The IS butchery, which had heretofore largely spared the Palestinian refugee community, spurred the Turkish activists to once again prepare to set sail on behalf of the oppressed. "Our desire to relieve the suffering of the Palestinian people at the hand of their persecutors takes no account of the identity of those persecutors," said Raçep Kiboshian, an IHH organizer who has the misfortune of not actually being a real person. "Or at least that's the idea. In practice, it's insanely difficult to organize an endeavor this ambitious without there actually being anyone here who genuinely cares about the Palestinians except as a pretext to attack Israel."

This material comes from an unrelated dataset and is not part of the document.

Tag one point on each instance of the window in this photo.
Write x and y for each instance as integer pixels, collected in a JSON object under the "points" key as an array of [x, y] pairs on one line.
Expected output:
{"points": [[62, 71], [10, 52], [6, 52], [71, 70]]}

Kiboshian, who participated in several other imaginary relief efforts to help Palestinians facing threats other than Israel, confessed that he and his cohorts were caught unprepared for the sheer magnitude of the effort required to put together an operation similar to the Gaza Freedom Flotilla. "The original flotilla only called for docking and unloading, but the Yarmuk camp is inland, so we would have to get the supplies and people from whichever port - probably Latakia, but since we're in the real of fantasy anyway, there's no reason to limit it to there - over land, through patches of territory controlled by different groups, and finally to the camp itself."
"That would be a tall order for anyone, but it's infinitely more difficult for people who only exist in some alternative universe," he lamented.